Why it matters how the fund manager is paid

By Joe Marsh, special to Fund Selector Asia

Added 28th August 2015

Issues surrounding performance-linked compensation are important elements in manager selection, gatekeepers say.

Why it matters how the fund manager is paid

Jimmy Ng, Bordier, Singapore

Wealth managers who spoke to FSA said they want to see fund managers receiving a variable bonus component related to performance, and one that is evaluated and paid out over several years rather than just, say, at the end of one year.

Ideally, part of the bonus should be reinvested into the fund rather than immediately paid out in cash.

Jimmy Ng, director of investments for Swiss private bank Bordier’s Singapore branch, said he looks for a talent-retention programme and checks the investment team’s compensation structure when considering a new manager.

More specifically, he wants to know whether managers are appropriately compensated for idea generation and teamwork during both up and down years, he said.

A red flag is when a manager does not give much thought to talent retention, he added. That raises questions about the ability to execute a strategy effectively year-after-year.

Ng said Asian managers tend to be relatively short-term and they typically don’t focus much on talent retention and remuneration structure.

“I hate to generalise, but US managers tend to be longer-term-focused.”

Wing Chan, director of manager research for Asia at Morningstar, added that China- based portfolio managers are often evaluated for short-term performance, for example on a quarterly basis.

Star vs team

Justin Kendrick, chief investment officer at Singapore-based Javelin Wealth Management said he tries to identify a link between pay and alpha generation.

That is why he favours fund houses that employ a “star portfolio manager” investment model over those that use a more team- or committee-based approach. With the latter approach, he noted, it can be difficult to identify the key decision-maker and understand how staff are paid.

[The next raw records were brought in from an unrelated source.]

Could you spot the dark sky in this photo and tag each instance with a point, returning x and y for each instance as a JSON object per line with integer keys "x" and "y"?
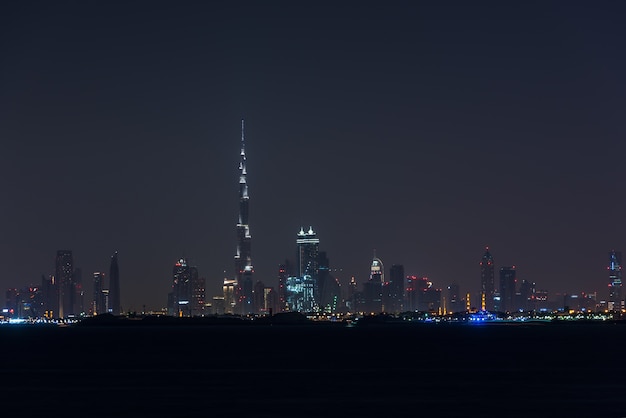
{"x": 425, "y": 130}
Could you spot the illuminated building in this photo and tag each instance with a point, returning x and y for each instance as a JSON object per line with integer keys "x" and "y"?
{"x": 527, "y": 296}
{"x": 79, "y": 297}
{"x": 64, "y": 276}
{"x": 98, "y": 305}
{"x": 180, "y": 299}
{"x": 393, "y": 290}
{"x": 487, "y": 280}
{"x": 218, "y": 306}
{"x": 301, "y": 291}
{"x": 230, "y": 295}
{"x": 198, "y": 294}
{"x": 308, "y": 253}
{"x": 615, "y": 302}
{"x": 243, "y": 257}
{"x": 50, "y": 296}
{"x": 283, "y": 273}
{"x": 428, "y": 297}
{"x": 115, "y": 306}
{"x": 454, "y": 303}
{"x": 300, "y": 294}
{"x": 507, "y": 289}
{"x": 373, "y": 288}
{"x": 258, "y": 297}
{"x": 412, "y": 293}
{"x": 328, "y": 286}
{"x": 351, "y": 300}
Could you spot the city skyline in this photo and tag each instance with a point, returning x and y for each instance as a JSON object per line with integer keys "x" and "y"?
{"x": 411, "y": 130}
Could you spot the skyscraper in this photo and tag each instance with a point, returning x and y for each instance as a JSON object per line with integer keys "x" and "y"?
{"x": 243, "y": 257}
{"x": 507, "y": 289}
{"x": 373, "y": 288}
{"x": 198, "y": 294}
{"x": 114, "y": 287}
{"x": 487, "y": 279}
{"x": 64, "y": 276}
{"x": 98, "y": 305}
{"x": 307, "y": 261}
{"x": 393, "y": 290}
{"x": 183, "y": 278}
{"x": 615, "y": 302}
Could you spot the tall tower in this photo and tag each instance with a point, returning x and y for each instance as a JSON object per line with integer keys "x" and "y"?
{"x": 507, "y": 289}
{"x": 373, "y": 288}
{"x": 65, "y": 279}
{"x": 182, "y": 282}
{"x": 307, "y": 261}
{"x": 98, "y": 305}
{"x": 307, "y": 269}
{"x": 243, "y": 258}
{"x": 615, "y": 302}
{"x": 487, "y": 279}
{"x": 114, "y": 287}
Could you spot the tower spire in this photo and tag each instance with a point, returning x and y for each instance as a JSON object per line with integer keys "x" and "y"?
{"x": 243, "y": 258}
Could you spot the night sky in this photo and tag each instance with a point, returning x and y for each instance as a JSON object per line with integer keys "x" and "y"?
{"x": 424, "y": 130}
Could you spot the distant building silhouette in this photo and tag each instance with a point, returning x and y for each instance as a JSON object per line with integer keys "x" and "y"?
{"x": 373, "y": 288}
{"x": 302, "y": 290}
{"x": 98, "y": 303}
{"x": 507, "y": 289}
{"x": 50, "y": 296}
{"x": 487, "y": 281}
{"x": 454, "y": 302}
{"x": 64, "y": 275}
{"x": 243, "y": 257}
{"x": 198, "y": 295}
{"x": 393, "y": 290}
{"x": 79, "y": 293}
{"x": 114, "y": 287}
{"x": 615, "y": 301}
{"x": 180, "y": 299}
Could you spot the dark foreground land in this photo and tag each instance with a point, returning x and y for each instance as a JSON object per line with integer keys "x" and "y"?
{"x": 575, "y": 370}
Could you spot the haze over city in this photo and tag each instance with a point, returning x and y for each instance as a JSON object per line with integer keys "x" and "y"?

“That doesn’t mean we ignore [the team-based] strategies,” added Kendrick, “but this is something we bear in mind.”

Another key issue is how remuneration is disbursed. Bordier, Javelin and Morningstar all prefer managers receiving pay linked to long-term performance, for example, three years instead of one.

Even more attractive would be a performance bonus paid out in a staggered fashion over several years. Some listed fund houses disburse bonuses in company shares, said Kendrick, which is another way of aligning the interests of manager and clients.

Both regulators and clients are pressuring larger financial institutions – notably bank-owned fund houses – to focus more on linking remuneration to performance over more than a one- year period, and to hold back performance-related bonuses, sources said.

Asian fund houses that lengthen their horizons in terms of remuneration and staff retention – especially those looking to expand internationally – are the ones that will attract more global capital.